Federal mandates typically apply to people as parties to economic transactions, rather than as members of society. For example, the section of the Americans with Disabilities Act that requires restaurants to make their facilities accessible to persons with disabilities applies to people who own restaurants. The Federal Labor Standards Act prohibits employers from paying less than the federal minimum wage. This prohibition pertains to individuals who employ others. Federal environmental statutes and regulations that require firms to meet pollution control standards and use specific technologies apply to companies that engage in specific lines of business or use particular production processes. Federal mandates that apply to individuals as members of society are extremely rare. One example is the requirement that draft-age men register with the Selective Service System. The Congressional Budget Office (CBO) is not aware of any others imposed by current federal law.

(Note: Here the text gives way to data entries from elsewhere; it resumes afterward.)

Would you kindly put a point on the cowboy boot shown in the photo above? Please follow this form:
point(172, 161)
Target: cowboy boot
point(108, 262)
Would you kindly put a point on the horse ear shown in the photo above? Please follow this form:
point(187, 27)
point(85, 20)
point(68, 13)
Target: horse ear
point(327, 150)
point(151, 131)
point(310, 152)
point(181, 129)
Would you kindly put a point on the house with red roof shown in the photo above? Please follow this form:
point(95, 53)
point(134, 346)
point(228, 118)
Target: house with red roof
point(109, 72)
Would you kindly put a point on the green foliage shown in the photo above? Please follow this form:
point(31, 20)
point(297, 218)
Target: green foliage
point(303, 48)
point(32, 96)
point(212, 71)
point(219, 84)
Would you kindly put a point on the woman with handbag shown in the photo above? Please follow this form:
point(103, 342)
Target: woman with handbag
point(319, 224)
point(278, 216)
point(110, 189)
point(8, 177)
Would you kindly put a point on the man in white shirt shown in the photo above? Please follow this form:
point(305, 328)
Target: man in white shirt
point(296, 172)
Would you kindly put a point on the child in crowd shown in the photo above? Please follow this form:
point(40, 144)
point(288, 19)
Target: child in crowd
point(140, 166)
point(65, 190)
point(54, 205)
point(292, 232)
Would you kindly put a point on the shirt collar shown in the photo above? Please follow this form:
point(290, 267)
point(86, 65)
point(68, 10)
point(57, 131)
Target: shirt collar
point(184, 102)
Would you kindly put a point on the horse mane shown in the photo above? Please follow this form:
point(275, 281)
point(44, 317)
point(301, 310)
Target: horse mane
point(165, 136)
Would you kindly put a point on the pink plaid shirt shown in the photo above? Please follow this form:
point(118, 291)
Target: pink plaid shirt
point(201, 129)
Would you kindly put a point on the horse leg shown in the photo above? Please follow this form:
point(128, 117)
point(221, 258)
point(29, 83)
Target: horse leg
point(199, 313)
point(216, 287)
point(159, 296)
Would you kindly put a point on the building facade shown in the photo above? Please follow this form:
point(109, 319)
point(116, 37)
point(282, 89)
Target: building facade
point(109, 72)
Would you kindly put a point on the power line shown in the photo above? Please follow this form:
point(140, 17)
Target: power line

Note the CBO said a mandate on conditions of citizenship, such as what ObamaCare would impose, are "extremely rare," not unprecedented. Yet other than Selective Service registration, the CBO cites no other examples. If they are so rare, one would also think them memorable, and perhaps another example or two would have come up in the evaluation. Interesting. And, of course, one difference between the Selective Service registration and the forced purchase of health insurance is that the former is cost-free.
Yes, I've anticipated the argument that American citizens are forced to pay income taxes — with the targets of the tax and the amount dictated by ever-changing statute. And I'm sure that will be a counter-argument we'll hear in court from ObamaCare defenders. But one may note that the income tax itself was not instituted by mere statute, but by a constitutional amendment. So the people, in a manner enormously more difficult than the way ObamaCare was rammed through, approvingly validated the income tax by making submission to the tax a constitutional requirement of citizenship.
Alas, that was a different time, when even the progressives understood that epochal proposals remaking America and the relationship between the citizen and the state required overwhelming public validation. Today's progressives are of a different breed.
(HT: Daniel Foster)
Comments
Maybe
Maybe
...America was doomed to fail from the beginning.
...all the faith the founders placed in the founding documents was misconceived.
...human nature cannot be contained, and wars, whether bloody or bloodless are inevitable.
...no matter what the absolute condition of a person, the relative condition to others will always be the motivator, for good or ill.
Maybe this is the end. Maybe people who cannot be happy without controlling others just got lucky.
If the mandate to purchase a service is not stuck down in the courts, then the courts have failed to be guided by the historical interpretation of the constitution, and will have become mere politicians, ruling with the trends of the day. And if the courts fail, then the constitution has become a meaningless piece of history. It will just be a curiosity in a museum.
Income tax
I have a slight discrepancy with the way you characterized the income tax. You state that "submission to the tax [is] a constitutional requirement of citizenship," whereas in fact it is not; it is a constitutional requirement on income earners. That is a subclass of citizens, just like the examples the CBO gave above (restaurant owners and employers). Even the example of the SSS pertains to a subclass of citizens (males age 18+). Does ObamaCare apply to a subclass as well, such as adult wage earners?